A/B testing is the gold standard for understanding causation, not just correlation. Done right, it’s the engine behind compounding growth at the world’s best product companies.

What Is an A/B Test?

An A/B test (also called a split test or controlled experiment) is a randomised experiment where you expose two groups of users to different versions of an experience — a control (A) and a variant (B) — and measure which performs better on a predefined metric.

The Five Steps of a Good Experiment

1. Define Your Hypothesis

A good hypothesis has three parts: observation, proposed change, and expected outcome.
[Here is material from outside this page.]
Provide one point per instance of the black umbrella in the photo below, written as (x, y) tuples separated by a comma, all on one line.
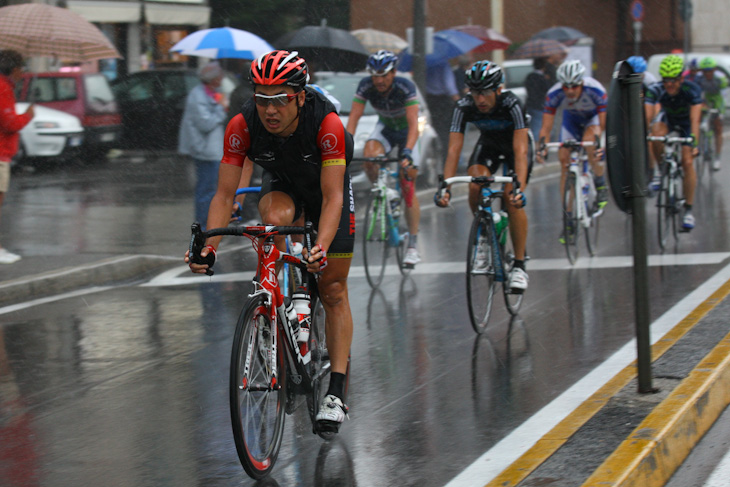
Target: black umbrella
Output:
[(566, 35), (326, 48)]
Example: “Because our pricing page has too much text, simplifying it to three bullet points per tier will increase free-to-paid conversion by 15%.“

2. Choose Your Primary Metric

Pick one metric that your test is designed to move. Having multiple primary metrics increases your false positive rate. Secondary metrics are fine to monitor, but shouldn’t drive the decision.

3. Calculate Sample Size

Before running your test, calculate how many users you need per variant to detect your minimum detectable effect (MDE) at your desired statistical power (typically 80%) and significance level (typically 95%).

Running tests before reaching sample size is the single most common mistake teams make.

4. Run the Test

Expose users to variants randomly. Do not look at results until you’ve hit your sample size — this is called “peeking” and inflates false positive rates significantly.

5. Interpret Results Correctly

Statistical significance does not mean practical significance. A result can be statistically significant (p < 0.05) but so small it doesn’t matter for your business. Always look at the effect size alongside the p-value.

Common Mistakes to Avoid

Bayesian vs. Frequentist Testing

Most teams use frequentist testing (p-values, confidence intervals). Bayesian testing is increasingly popular because it lets you incorporate prior knowledge and gives more intuitive output (“there’s a 94% probability that B beats A”).

For most product teams, the choice of method matters less than the discipline of running tests correctly.